There were 609 households, out of which 29.9% had children under the age of 18 living with them, 57.1% were married couples living together, 6.1% had a female householder with no husband present, and 32.0% were non-families. 25.9% of all households were made up of individuals, and 10.8% had someone living alone who was 65 years of age or older. The average household size was 2.45 and the average family size was 2.99.

In the town, the population was spread out, with 23.1% under the age of 18, 5.4% from 18 to 24, 28.0% from 25 to 44, 28.1% from 45 to 64, and 15.4% who were 65 years of age or older. The median age was 42 years. For every 100 females, there were 103.7 males. For every 100 females age 18 and over, there were 103.7 males.

The median income for a household in the town was $42,454, and the median income for a family was $48,393. Males had a median income of $35,500 versus $23,375 for females. The per capita income for the town was $21,041. About 2.9% of families and 5.6% of the population were below the poverty line, including 3.5% of those under age 18 and 9.9% of those age 65 or over.

== Communities and location in Gallatin ==
- Elizaville - A hamlet at the western town line.
- Gallatinville - A hamlet in the eastern part of town on County Road 7.
- Jacksons Corners - A location at the southern town line, near the Taconic Parkway.
- Lake Taghkanic State Park - Surrounding Lake Taghkanic near the northern town line.
- Mount Ross - A hamlet at the town line on the Roeliff Jansen Kill.
- Silvernails - A hamlet south of Gallatinville.
- Snyderville - A hamlet in the northwestern part of the town.
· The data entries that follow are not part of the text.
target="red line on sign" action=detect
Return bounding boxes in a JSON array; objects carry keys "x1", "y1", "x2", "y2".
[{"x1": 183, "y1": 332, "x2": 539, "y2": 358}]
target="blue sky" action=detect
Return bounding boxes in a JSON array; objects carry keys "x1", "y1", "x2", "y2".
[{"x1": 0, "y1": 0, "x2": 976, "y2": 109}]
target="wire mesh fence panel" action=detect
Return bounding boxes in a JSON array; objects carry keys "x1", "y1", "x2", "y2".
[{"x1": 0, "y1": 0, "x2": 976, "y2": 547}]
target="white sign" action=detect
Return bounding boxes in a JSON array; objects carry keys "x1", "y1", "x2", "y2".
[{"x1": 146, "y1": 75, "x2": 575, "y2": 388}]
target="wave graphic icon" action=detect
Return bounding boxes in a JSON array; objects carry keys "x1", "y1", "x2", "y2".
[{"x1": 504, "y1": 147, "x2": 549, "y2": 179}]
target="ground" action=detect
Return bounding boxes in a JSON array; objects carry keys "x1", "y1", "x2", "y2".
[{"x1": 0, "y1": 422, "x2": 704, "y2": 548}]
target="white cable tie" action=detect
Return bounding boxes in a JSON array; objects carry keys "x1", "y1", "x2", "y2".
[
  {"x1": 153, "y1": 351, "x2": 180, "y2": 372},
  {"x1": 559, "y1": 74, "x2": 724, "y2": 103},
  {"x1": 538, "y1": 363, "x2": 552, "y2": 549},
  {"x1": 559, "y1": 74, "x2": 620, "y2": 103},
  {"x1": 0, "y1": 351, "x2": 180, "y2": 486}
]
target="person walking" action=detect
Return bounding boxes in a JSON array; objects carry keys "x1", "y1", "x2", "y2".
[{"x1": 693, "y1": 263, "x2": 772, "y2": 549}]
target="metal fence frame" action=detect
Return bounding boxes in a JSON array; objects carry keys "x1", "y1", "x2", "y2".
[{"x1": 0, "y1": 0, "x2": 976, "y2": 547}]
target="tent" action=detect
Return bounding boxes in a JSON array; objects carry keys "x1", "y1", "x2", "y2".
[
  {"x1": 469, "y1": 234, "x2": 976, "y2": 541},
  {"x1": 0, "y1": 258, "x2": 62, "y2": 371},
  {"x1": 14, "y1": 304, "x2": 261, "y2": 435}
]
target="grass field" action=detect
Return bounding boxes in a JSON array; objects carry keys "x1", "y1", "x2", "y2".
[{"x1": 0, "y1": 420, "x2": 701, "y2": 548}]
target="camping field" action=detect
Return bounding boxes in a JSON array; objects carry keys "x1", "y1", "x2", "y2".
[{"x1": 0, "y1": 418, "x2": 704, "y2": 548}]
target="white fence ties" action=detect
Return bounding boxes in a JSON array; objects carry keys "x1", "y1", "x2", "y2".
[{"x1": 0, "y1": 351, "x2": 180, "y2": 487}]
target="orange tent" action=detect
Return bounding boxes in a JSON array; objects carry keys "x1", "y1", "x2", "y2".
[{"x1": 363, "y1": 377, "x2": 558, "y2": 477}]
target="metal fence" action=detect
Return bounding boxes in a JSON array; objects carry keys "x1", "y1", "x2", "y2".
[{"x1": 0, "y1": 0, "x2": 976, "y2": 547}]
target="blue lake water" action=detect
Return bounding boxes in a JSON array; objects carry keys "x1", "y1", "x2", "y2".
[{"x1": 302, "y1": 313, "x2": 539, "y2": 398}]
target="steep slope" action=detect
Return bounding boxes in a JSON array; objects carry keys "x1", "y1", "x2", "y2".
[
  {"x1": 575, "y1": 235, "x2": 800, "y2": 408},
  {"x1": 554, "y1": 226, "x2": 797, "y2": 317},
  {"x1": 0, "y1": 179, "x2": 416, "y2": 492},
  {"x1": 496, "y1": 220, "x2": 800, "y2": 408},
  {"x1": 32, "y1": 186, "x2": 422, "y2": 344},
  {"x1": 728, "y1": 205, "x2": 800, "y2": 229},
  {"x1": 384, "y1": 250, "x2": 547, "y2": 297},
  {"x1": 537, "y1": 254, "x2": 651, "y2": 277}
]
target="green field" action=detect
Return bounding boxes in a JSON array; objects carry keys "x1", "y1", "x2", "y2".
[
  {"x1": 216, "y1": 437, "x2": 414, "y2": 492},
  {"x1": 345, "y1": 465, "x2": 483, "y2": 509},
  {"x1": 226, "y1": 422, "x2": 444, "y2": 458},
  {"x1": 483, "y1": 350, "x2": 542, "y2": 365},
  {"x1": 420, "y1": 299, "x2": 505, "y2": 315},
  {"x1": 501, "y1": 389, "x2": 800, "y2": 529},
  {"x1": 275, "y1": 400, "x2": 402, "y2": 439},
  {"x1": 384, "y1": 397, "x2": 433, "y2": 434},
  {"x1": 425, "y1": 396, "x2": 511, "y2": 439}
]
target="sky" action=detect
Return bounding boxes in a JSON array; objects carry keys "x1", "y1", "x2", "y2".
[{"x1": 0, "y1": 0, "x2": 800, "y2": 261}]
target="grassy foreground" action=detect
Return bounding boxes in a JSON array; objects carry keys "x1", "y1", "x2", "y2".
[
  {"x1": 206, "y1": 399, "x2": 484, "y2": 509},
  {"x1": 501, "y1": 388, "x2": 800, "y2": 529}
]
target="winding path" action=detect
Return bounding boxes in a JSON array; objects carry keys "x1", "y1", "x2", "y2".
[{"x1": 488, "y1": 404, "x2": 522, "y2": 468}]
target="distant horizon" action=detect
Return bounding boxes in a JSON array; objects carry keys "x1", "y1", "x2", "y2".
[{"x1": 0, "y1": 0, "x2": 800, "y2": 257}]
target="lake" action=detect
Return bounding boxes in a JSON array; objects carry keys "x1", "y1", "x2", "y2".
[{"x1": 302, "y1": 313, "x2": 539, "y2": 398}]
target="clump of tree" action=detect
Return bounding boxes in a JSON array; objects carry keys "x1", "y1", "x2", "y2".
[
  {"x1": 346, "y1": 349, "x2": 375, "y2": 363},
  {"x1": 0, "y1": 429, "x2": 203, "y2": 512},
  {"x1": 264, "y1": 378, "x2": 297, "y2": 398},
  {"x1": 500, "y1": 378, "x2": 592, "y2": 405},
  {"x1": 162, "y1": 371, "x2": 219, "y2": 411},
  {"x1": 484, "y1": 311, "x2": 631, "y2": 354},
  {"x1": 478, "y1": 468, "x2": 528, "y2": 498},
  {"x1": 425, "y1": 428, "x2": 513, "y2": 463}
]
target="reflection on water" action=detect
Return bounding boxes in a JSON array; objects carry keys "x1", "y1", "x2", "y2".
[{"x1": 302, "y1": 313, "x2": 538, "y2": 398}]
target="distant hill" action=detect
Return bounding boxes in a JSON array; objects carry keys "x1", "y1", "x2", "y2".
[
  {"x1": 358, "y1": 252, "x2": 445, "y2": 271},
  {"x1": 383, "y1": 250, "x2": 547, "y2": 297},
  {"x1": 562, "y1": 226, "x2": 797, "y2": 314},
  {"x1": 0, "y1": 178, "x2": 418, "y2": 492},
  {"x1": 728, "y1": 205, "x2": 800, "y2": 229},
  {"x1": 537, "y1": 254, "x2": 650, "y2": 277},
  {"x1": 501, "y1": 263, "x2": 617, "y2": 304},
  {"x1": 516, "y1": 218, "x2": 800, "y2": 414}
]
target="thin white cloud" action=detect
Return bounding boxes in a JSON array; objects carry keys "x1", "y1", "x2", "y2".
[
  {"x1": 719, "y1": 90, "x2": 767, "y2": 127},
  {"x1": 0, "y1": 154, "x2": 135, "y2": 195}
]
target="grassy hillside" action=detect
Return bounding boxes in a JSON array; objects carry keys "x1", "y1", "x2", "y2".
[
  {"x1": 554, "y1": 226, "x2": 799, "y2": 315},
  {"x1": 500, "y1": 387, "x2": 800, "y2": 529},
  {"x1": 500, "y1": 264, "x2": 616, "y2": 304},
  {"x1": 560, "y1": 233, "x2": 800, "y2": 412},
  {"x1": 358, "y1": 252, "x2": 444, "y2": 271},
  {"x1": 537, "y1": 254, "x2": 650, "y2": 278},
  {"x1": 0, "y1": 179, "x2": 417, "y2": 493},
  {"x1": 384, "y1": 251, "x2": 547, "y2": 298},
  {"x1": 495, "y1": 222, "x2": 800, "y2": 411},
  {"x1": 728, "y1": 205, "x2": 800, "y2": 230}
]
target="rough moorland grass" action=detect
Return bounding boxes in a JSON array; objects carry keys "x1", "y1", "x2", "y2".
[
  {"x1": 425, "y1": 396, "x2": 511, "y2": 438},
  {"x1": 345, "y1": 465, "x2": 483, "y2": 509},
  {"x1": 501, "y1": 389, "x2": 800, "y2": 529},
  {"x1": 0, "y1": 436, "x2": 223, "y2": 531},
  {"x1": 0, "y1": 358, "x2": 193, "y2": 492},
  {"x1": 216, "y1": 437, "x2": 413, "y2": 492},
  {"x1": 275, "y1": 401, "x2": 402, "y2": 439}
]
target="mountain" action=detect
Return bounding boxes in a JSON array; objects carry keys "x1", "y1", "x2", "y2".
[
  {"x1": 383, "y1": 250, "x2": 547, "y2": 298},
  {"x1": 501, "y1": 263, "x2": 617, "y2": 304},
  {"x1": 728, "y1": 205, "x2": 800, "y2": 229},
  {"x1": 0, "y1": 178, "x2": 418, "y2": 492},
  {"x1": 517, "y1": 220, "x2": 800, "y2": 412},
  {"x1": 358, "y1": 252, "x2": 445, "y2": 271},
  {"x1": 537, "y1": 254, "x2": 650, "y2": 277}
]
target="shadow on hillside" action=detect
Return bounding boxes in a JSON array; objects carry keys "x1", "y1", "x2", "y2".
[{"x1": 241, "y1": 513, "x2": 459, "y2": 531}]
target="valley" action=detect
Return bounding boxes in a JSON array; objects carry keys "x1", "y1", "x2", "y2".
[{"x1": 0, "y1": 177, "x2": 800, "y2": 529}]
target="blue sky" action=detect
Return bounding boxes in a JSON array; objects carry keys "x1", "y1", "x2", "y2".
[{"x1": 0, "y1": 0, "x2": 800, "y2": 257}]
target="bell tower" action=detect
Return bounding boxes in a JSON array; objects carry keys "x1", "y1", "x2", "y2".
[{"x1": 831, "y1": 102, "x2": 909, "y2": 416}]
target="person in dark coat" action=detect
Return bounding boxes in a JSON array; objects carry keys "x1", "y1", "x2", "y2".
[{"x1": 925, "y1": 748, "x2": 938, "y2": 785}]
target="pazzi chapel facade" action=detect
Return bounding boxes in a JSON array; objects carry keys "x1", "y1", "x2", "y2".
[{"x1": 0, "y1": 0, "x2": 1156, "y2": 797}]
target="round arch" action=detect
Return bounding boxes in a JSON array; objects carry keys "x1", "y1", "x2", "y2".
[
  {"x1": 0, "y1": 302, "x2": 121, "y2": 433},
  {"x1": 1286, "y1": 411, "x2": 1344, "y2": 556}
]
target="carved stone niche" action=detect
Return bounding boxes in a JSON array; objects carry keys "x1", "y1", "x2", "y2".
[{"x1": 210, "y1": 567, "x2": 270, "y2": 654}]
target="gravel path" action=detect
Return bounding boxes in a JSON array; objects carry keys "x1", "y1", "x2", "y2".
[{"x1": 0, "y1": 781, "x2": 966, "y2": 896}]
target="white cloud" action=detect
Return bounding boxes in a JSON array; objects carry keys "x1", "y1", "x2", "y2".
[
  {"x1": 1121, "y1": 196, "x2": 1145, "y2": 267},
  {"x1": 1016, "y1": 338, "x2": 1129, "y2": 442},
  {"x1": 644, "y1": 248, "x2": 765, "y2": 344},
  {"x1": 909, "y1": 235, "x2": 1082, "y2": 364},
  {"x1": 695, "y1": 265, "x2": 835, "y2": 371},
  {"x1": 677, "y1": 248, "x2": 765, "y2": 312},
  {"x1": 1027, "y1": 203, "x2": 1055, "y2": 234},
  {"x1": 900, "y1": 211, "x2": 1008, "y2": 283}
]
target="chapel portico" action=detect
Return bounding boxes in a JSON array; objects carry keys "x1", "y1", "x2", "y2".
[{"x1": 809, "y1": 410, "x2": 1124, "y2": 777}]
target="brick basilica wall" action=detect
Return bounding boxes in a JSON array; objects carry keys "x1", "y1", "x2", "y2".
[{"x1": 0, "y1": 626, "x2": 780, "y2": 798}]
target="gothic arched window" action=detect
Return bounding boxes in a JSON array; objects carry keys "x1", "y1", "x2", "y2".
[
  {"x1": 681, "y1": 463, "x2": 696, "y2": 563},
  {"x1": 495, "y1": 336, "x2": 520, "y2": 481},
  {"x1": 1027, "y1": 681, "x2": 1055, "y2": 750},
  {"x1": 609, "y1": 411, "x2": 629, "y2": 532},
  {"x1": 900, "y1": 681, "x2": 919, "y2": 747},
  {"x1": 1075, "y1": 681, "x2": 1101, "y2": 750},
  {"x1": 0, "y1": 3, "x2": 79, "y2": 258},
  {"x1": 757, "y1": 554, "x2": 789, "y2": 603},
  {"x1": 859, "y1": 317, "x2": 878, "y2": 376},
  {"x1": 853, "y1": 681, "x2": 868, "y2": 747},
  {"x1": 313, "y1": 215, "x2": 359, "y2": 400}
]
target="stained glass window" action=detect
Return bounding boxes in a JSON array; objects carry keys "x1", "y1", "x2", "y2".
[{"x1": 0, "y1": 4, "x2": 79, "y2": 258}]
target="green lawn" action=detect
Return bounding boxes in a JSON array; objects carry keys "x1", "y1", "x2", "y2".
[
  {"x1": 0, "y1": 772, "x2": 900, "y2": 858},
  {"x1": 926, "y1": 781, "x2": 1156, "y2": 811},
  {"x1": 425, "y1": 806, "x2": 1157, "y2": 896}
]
The William and Victoria Pulver House and Snyderville Schoolhouse are listed on the National Register of Historic Places.
- Spaulding Furnace - A hamlet southwest of Gallatinville.
- Long Hollow Golf Course - A golf course and clubhouse, established in 1983.
- Historic Rose Mont - An event space for weddings, meetings, and other events, owned by the City of Gallatin.
- Thompson Park - A skateboard park in Gallatin, which also showcased a mural of Ray Underhill by Bryan Deese. Ray is a Gallatin native who was Tennessee's first professional skateboarder.